An analysis shared on X by law lecturer Philip Murray found an association between the level of deprivation in a constituency and how likely a Labour MP was to vote against the bill. He also shared figures showing that 2/3 of MPs from ethnic minorities voted against it. In other words, MPs from areas where people are vulnerable and at risk were more sensitive to the dangers of helping people to kill themselves.  

The second reading of the bill on Friday was a crucial moment for them to decide whether the bill would fix an injustice or whether it would itself cause harm.

But it seems that many MPs did not appreciate what the debate was about or what they had gathered to do. Layla Moran MP said: ‘The media are asking all of us, “Are you for or against the Bill?”, but I urge hon. Members to think about the question differently. The question I will be answering today is, “Do I want to keep talking about the issues in the Bill?”’ But James Cleverly MP intervened: “she is misrepresenting what we are doing at this point. We are speaking about the specifics of this Bill: this is not a general debate or a theoretical discussion, but about the specifics of the Bill.” He was right to be impatient. Unlike the Oxford Union, the vote has consequences. Parliamentarians are not there merely to debate. As the term ‘High Court of Parliament’ suggests, when MPs (either on their own initiative or as a government) propose bills, what they are often doing is conveying a plea to redress some grievance, and their debates are to decide whether to respond by making laws to grant justice to the wronged.  

The second reading of the bill on Friday was a crucial moment for them to decide whether the bill would fix an injustice or whether it would itself cause harm, because the scrutiny that the bill will undergo in the following stages is not likely to be as rigorous as with government bills. As a Private Member’s Bill, the assisted dying proposal is free to be scrutinised by a committee selected by the MP who has proposed the bill, i.e. Kim Leadbeater. When the bill reaches the stage for a final vote in the Commons at the third reading, no further amendments can be made and the time for debate is likely to be short.   
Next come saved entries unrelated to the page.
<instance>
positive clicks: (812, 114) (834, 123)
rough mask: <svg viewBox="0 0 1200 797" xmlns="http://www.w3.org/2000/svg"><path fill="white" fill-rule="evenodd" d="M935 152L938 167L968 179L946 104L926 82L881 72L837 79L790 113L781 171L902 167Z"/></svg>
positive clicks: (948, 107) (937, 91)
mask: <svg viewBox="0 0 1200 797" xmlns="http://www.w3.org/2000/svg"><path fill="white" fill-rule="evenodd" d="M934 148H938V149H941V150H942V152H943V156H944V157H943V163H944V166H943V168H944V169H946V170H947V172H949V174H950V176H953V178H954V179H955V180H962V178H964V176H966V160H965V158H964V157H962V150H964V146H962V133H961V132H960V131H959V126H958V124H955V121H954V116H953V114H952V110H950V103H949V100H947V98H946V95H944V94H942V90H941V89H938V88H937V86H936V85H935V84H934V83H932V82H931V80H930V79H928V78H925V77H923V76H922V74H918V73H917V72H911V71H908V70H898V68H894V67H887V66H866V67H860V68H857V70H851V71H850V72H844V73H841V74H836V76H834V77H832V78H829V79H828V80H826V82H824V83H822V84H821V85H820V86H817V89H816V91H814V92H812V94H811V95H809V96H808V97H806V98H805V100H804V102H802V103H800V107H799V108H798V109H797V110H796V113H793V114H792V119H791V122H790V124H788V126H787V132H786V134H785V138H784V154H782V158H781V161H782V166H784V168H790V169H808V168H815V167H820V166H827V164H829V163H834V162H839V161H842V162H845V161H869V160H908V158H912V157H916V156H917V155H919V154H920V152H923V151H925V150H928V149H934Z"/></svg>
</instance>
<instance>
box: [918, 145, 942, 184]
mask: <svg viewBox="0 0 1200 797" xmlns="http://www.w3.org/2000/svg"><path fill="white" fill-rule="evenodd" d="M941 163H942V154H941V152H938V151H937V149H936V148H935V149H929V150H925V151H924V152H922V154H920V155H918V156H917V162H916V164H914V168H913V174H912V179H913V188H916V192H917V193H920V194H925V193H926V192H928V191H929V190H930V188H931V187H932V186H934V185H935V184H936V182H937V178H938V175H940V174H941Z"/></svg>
It is rare but bills are sometimes defeated at the third reading. With eighteen abstentions on Friday and at least thirty-six MPs claiming they might change their minds later, there is still hope.  

Each sitting of the Commons begins every day with a prayer by the Speaker’s Chaplain, who prays that MPs ‘may they never lead the nation wrongly through love of power, desire to please, or unworthy ideals but laying aside all private interests and prejudices, keep in mind their responsibility to seek to improve the condition of all mankind.’  

We can only hope and pray that at their next opportunity, MP will consider this bill in light of their responsibilities as the country’s High Court, charged with protecting the most vulnerable in society from harm.